True, but I would argue besides the point: the US universities/colleges offer a more integrated experience because many have a somewhat different tradition more in line with the "monk-like" experience from UK universities such as Oxford and Cambridge than with the public university systems of continental europe which assumes that many of these amenities are provided by other actors.
They also have to make up for massive differences in educational level, meaning you have a lot of foundational courses that are plainly unnecessary from the perspective of the German educational system with its, previously, 13 years of schooling -- and Germany is a lot more homogenous in that respect compared to the US, so the system works without all that much hand-holding.
If by "monk-like" you mean being distracted/surrounded by tons of incredibly hot 18y/o bombshells wearing hot- or jogging-pants (depending on the season) and flip-flops, then yes. I loved my year in the US, but it wasn't because of the monkness. (Although as a technical student or nerd you might end up the monk among the ladies.)
> Don't even get me started on the sports, it's an outrage how US schools have become sports franchises.
I graduated from a very large sports school (tOSU), and our sports program enables us have a relatively low in-state tuition. The 2010-2011 football season netted OSU 51.8 Million. 2011-2012: 48.7 Million. They also serve as a great way to get alumni to donate to their alma mater (in order to increase your odds of getting football tickets, you can donate). It is anything other than an outrage.
Hiring person tutors once in a while in this situation is miles ahead in cost/benefit ratio compared to an american university. And with the Berliner comment, it sounds like you can still get feedback and questions answered.
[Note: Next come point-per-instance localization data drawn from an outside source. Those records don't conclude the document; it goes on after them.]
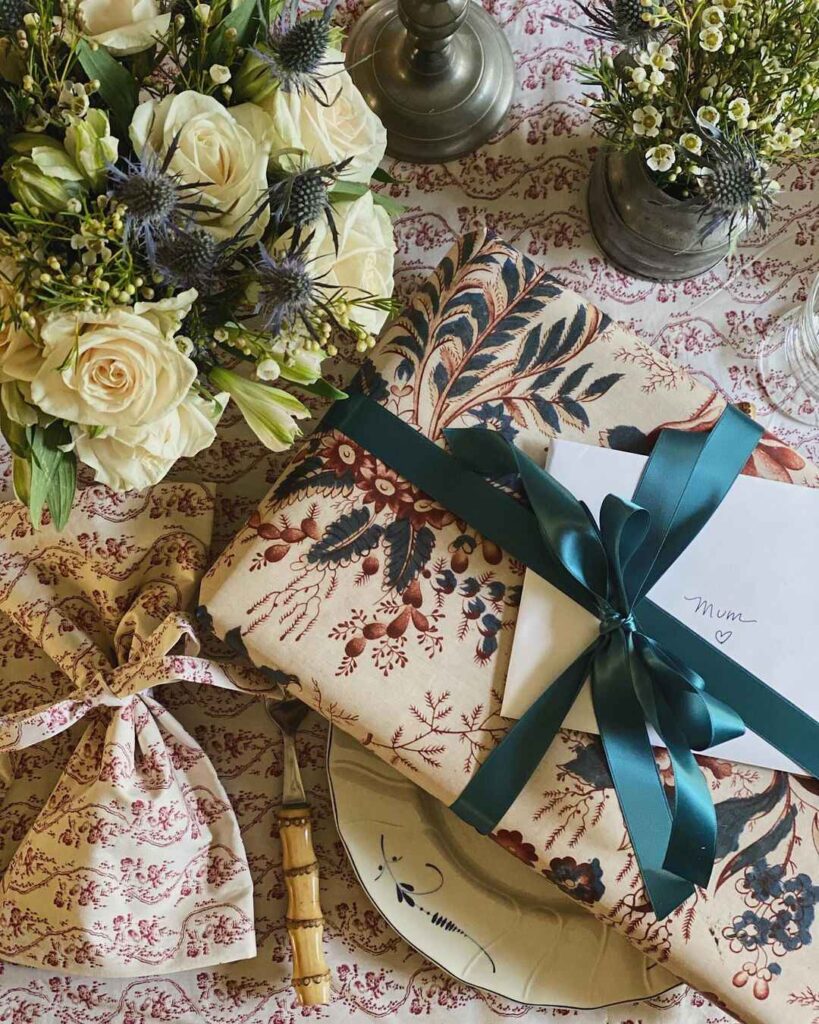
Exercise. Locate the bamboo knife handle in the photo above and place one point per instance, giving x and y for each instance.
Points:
(305, 921)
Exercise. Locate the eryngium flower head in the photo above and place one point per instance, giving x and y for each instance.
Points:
(734, 184)
(287, 290)
(308, 199)
(620, 20)
(11, 14)
(190, 257)
(298, 199)
(155, 200)
(296, 48)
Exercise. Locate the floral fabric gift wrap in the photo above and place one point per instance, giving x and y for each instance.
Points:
(120, 853)
(395, 620)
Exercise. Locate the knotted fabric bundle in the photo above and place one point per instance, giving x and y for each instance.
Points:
(122, 854)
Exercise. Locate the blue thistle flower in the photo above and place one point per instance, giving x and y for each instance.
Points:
(734, 183)
(288, 292)
(11, 14)
(295, 49)
(155, 200)
(618, 20)
(298, 199)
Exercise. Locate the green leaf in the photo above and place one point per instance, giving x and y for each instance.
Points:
(324, 389)
(117, 86)
(22, 478)
(245, 19)
(347, 192)
(53, 475)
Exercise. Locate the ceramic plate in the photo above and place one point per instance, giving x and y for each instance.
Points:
(468, 905)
Hiring a tutor that may or may not be in tune with the specific issue at hand that you need help with and the class/topic context vs going to a TA who is intimately familiar with the course and is likely already leading recitation sessions and exam reviews, and two widely different things.
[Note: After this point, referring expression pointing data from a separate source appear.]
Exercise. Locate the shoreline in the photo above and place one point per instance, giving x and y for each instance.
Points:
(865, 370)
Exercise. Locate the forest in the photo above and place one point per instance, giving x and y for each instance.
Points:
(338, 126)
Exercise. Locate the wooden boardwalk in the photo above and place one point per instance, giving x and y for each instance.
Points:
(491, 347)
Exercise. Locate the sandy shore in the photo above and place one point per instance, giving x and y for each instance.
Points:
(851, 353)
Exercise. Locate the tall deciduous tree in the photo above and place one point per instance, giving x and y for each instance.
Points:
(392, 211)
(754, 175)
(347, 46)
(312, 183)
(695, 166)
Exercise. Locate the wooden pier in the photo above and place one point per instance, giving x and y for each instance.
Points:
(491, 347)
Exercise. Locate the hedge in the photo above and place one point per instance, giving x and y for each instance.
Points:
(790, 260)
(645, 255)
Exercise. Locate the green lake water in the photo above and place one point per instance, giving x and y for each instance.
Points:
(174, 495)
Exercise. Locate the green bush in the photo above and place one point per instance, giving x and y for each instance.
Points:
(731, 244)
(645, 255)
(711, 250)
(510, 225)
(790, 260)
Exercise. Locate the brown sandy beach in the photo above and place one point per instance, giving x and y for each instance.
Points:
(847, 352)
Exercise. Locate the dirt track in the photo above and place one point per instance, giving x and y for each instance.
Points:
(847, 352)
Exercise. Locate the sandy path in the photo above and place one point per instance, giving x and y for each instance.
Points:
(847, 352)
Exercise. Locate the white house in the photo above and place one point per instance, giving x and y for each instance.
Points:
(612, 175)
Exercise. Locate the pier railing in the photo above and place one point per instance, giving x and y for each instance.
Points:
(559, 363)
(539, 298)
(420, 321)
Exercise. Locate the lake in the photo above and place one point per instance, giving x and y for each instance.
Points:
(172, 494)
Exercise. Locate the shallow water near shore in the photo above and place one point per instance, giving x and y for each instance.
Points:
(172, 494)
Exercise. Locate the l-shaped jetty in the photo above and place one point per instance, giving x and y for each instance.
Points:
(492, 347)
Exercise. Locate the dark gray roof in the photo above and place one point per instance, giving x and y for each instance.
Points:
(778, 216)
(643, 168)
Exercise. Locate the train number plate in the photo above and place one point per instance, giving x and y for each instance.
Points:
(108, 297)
I work in the US but I never went to University here so it's hard to say. The German system worked great for me but honestly, I think the US systems would work just as well, assuming I could pay the tuition at a decent school.
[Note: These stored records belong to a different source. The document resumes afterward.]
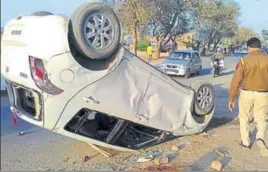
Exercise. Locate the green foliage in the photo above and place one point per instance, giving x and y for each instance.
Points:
(243, 34)
(264, 34)
(142, 45)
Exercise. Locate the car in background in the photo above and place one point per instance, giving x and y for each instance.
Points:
(3, 85)
(264, 50)
(183, 63)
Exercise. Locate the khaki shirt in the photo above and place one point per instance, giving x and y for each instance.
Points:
(149, 50)
(251, 74)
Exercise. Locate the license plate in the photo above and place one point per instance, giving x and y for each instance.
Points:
(171, 71)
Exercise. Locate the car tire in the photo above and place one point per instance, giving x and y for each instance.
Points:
(188, 74)
(204, 100)
(92, 37)
(41, 13)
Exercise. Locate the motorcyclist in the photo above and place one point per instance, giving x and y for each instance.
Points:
(218, 56)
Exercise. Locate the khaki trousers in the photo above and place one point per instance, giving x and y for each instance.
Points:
(258, 102)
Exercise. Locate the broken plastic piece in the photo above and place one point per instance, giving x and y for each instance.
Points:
(145, 159)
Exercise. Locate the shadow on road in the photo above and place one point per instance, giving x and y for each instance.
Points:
(227, 73)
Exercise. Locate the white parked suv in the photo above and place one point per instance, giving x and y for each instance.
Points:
(71, 76)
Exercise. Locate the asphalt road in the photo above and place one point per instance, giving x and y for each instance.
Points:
(39, 149)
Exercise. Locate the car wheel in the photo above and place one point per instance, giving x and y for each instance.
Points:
(188, 74)
(41, 13)
(204, 97)
(95, 31)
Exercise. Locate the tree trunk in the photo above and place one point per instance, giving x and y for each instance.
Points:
(134, 40)
(158, 47)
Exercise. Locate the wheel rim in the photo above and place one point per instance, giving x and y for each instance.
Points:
(99, 31)
(204, 97)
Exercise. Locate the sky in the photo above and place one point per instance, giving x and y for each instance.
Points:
(254, 13)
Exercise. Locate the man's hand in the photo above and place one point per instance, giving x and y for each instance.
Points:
(231, 106)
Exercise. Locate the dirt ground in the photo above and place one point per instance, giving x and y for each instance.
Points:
(45, 151)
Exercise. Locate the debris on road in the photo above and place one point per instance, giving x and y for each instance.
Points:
(67, 159)
(52, 141)
(205, 134)
(216, 165)
(219, 153)
(174, 148)
(85, 159)
(43, 169)
(161, 160)
(21, 133)
(183, 142)
(163, 168)
(145, 159)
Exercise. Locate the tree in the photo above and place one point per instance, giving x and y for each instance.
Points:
(170, 18)
(243, 34)
(215, 19)
(132, 15)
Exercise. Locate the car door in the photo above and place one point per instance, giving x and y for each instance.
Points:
(192, 64)
(197, 61)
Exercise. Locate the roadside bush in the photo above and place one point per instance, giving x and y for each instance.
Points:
(142, 45)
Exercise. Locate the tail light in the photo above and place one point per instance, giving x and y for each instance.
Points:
(39, 75)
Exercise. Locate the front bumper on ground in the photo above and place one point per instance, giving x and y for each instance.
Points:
(174, 71)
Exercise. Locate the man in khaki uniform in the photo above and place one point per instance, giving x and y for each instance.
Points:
(252, 75)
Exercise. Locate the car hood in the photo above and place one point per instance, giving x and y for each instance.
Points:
(176, 62)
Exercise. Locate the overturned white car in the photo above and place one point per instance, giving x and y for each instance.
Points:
(74, 78)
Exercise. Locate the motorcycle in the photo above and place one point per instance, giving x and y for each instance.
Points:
(217, 66)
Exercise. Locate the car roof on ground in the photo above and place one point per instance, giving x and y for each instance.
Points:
(186, 51)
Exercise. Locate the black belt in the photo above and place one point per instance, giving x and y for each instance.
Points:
(263, 91)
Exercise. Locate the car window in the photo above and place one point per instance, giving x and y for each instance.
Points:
(180, 56)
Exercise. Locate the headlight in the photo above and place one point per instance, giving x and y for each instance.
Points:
(183, 67)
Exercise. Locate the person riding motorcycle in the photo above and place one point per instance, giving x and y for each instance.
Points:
(218, 57)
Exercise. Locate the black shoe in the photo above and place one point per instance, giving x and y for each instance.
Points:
(251, 120)
(261, 144)
(244, 146)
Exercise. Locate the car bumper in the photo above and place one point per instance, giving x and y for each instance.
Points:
(175, 71)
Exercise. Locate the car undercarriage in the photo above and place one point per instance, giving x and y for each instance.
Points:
(115, 131)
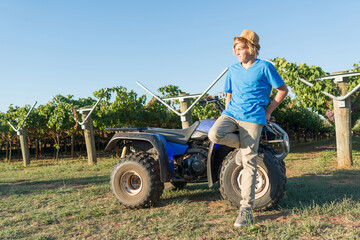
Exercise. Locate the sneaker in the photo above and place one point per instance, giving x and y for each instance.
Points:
(244, 218)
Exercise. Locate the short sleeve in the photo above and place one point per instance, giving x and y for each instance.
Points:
(228, 86)
(273, 76)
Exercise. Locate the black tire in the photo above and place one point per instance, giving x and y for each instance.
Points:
(135, 181)
(271, 180)
(177, 185)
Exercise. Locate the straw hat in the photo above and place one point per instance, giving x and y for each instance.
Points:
(250, 36)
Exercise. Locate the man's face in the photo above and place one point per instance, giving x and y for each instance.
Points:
(241, 51)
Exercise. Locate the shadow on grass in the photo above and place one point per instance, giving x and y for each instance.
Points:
(311, 189)
(32, 187)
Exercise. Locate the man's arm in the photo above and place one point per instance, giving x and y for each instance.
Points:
(227, 100)
(279, 97)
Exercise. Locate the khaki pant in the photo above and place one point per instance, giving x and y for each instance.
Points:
(222, 132)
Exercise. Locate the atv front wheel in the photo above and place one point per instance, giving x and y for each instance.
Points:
(135, 181)
(270, 180)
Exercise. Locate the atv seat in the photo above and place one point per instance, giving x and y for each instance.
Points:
(180, 136)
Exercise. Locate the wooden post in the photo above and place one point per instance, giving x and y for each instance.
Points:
(342, 113)
(89, 137)
(7, 150)
(24, 147)
(72, 145)
(186, 120)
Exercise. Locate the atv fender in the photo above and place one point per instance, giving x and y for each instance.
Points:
(154, 140)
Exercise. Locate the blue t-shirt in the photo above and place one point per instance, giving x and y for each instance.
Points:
(251, 89)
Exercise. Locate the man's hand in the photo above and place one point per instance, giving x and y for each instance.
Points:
(279, 97)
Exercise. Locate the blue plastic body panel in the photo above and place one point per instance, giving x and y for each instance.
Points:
(172, 149)
(205, 125)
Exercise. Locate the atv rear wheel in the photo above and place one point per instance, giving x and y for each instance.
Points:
(270, 180)
(135, 181)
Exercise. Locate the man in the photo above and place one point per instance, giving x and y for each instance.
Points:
(248, 86)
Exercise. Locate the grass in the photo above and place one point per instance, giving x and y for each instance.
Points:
(70, 200)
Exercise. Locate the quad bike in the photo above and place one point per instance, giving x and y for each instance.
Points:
(180, 156)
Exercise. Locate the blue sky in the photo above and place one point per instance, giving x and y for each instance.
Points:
(79, 46)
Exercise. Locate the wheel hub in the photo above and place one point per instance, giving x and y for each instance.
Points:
(131, 183)
(261, 185)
Don't they have practical courses? Do experiments?
Soviet and post-soviet education systems were modelled after german ones, but lab practice makes around 30%. For more abstract topics, practice/discussion/seminars.
- lectures: final exam that accounts for 100% of your grade, and sometimes (possibly obligatory) regular homework
- practical courses / labs: how grades are assigned vary, sometimes this will be a "do a project in a team" kind of assignment, sometimes it's experiments where you are expected to write one or more reports
- seminars: you'll be assigned a topic (usually some recent, narrow scientific result, no wildcard giant topics here) and expected to write a report on it & give a presentation
The exact mixture depends on your course of study.
It depends on what you study. In my CS classes we had a few lab sessions where we had to implement small programs and sometimes even larger projects. However, a friend of mine studied chemistry and she never got to leave the lab.
I'm guessing most US students would be shocked by the reality of German public universities which basically consist of giant rooms with blackboards and there's not much general ed to speak of. At the graduate level it gets more interesting but that's in years 5-8. My first 4 years studying ME in Stuttgart were almost 100% lectures with a final exam at the end of the semester. Virtually no tutoring and very little corrected homework.
You don't get what you don't pay for. On the other hand, you don't really get what you pay for in the US either since the universities have become so good at sucking up more and more student loan money without really improving on their core mission of providing higher education.